We also know that VBE drops with temperature. Assuming a room temperature VBE of 0.6 volts for silicon, then if the temperature increased by 6°C, we'd have 0.6 volts - 2.1 mV * 6 ⇒ 0.587 volts. With the bias held steady at 6 volts, the voltage seen at the emitter should be 6 volts - 0.587 volts ⇒ 5.41 volts. Therefore we do see a temperature induced increase in current (5.41 volts / 1k ohm ⇒ 5.41 mA). But this is still well within the selected transistor's current limits. The collector current has not doubled and shows no reason to “run away”.
Finally, we note that the current has increased about 0.2% for a 6°C increase in temperature for this particular circuit. This will give us a convenient shortcut in our power calculations.
While it would appear that we have no thermal run away to worry about, we still have not really answered the question:
Let's assume a maximum temperature of 55°C, which is rather conservative. For power amplifiers, you may need a much higher margin. You may also need to design for a higher temperature if the circuit is enclosed with poor ventilation.
The 55°C temperature is 30°C higher than our room temperature of 25°C. A quick “back of the envelope” calculation tells us that 30°C is 5 times the 6°C increase figures. So if a 6°C increase leads to a 0.2% increase in collector current, then we know that a 30°C increase is 5 times that. That is 5 times 0.2%, which is a 1% increase.
A 1% increase of 5.4 mA would be 5.45 mA for the transistor.
Checking the power, we know the 2N3904 transistor has an absolute maximum rating of 625 mW. This is the rating for 25°C (the ambient temperature).

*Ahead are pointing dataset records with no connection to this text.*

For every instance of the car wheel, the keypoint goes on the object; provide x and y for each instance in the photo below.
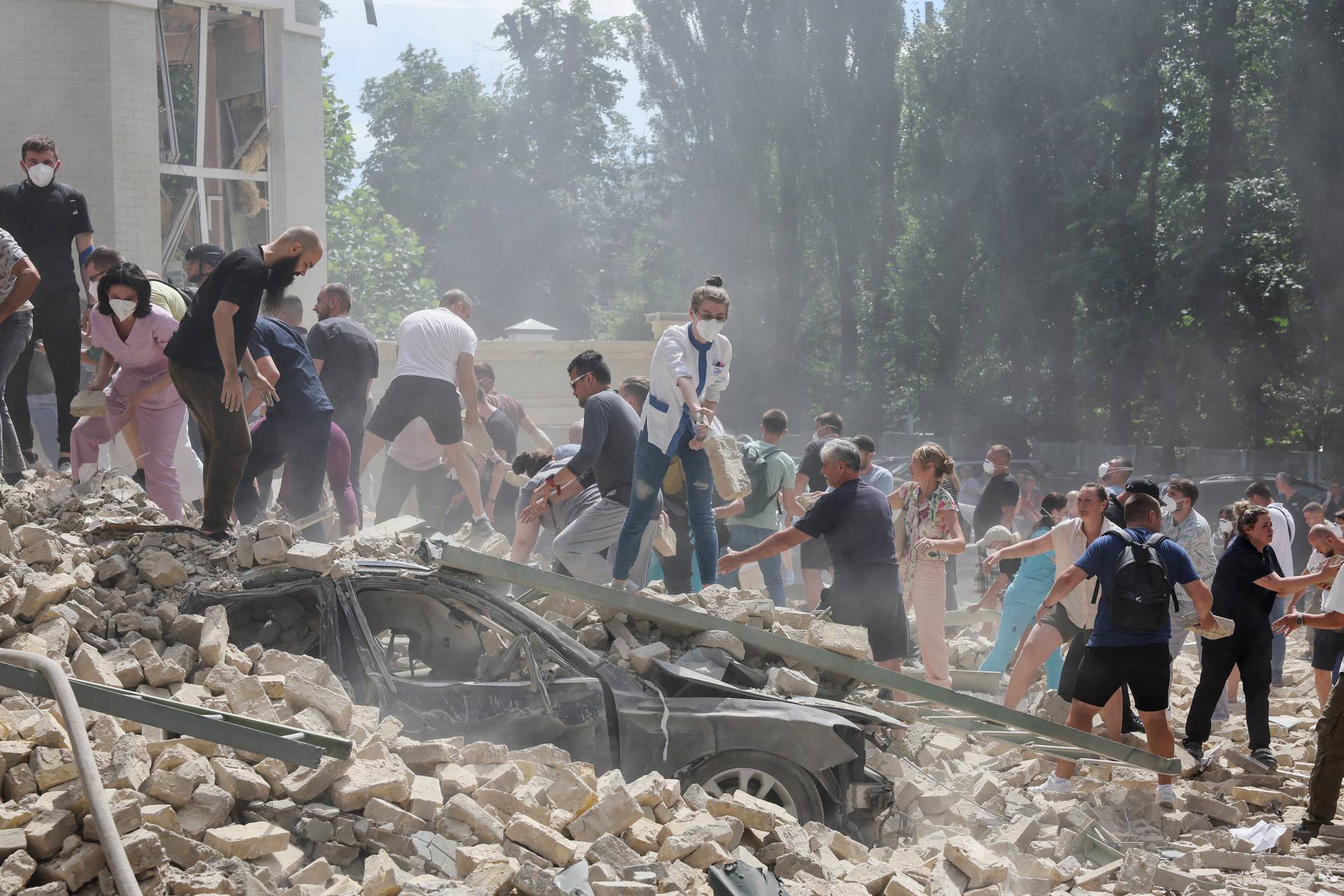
(765, 777)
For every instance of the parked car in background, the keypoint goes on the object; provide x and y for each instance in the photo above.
(1217, 492)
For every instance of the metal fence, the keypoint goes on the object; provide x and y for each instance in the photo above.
(1316, 466)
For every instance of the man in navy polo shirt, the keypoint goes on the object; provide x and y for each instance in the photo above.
(298, 426)
(1120, 657)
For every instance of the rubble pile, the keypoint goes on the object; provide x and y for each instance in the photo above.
(86, 586)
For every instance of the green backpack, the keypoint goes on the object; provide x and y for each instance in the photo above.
(755, 458)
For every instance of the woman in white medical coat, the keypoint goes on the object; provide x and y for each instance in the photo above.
(687, 377)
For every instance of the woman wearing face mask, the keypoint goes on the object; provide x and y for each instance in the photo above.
(1028, 589)
(1070, 620)
(1245, 586)
(687, 377)
(132, 333)
(933, 533)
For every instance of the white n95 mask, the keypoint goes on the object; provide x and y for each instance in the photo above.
(41, 175)
(122, 308)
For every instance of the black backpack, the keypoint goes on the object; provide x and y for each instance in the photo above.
(755, 458)
(1139, 586)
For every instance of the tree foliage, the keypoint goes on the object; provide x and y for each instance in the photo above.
(1018, 220)
(368, 248)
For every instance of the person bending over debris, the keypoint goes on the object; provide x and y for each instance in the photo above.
(855, 520)
(1327, 647)
(539, 466)
(687, 377)
(211, 342)
(606, 453)
(132, 333)
(1246, 583)
(1128, 647)
(1328, 769)
(299, 425)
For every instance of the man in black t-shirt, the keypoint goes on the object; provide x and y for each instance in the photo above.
(349, 379)
(43, 216)
(855, 520)
(211, 342)
(816, 554)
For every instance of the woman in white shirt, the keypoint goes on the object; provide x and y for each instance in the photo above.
(687, 377)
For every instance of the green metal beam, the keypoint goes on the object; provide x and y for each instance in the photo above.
(499, 568)
(253, 735)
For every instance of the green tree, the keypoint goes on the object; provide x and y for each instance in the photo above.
(368, 248)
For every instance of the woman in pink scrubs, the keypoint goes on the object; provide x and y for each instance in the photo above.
(132, 333)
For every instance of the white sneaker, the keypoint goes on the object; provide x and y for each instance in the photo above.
(1054, 785)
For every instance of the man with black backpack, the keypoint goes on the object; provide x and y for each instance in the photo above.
(756, 517)
(1138, 571)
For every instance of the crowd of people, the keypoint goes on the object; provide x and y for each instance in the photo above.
(217, 379)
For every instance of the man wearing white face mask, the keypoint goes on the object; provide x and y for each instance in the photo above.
(997, 505)
(45, 216)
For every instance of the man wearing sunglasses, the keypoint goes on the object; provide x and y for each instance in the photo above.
(606, 456)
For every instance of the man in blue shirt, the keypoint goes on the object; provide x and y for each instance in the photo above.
(296, 428)
(1121, 657)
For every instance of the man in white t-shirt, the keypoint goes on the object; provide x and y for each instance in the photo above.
(1328, 769)
(414, 463)
(436, 351)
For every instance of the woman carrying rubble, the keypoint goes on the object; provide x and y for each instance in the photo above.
(1025, 594)
(687, 377)
(1072, 618)
(932, 535)
(132, 333)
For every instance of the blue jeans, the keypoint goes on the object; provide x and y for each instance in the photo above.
(1016, 618)
(651, 465)
(772, 568)
(15, 332)
(1280, 644)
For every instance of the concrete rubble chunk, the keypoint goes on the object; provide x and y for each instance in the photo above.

At 55°C, we have to derate this figure by 5 mW/°C. Since we are 30°C over the ambient temperature, we derate the maximum by subtracting 5 * 30 ⇒ 150 mW/°C. So at 55°C the maximum power dissipation is 625 - 150 ⇒ 475 mW.
At 55°C we estimated a current (average) of 5.45 mA, operating at approximately 12 volts - 5.2 volts ⇒ 6.8 volts. So the device is dissipating approximately 6.8 volts * 5.45 mA ⇒ 37 mW. This is well within the 475 mW maximum.
So we conclude that we are operating the device safely at 7.8% of it's maximum rated power (at 55°C).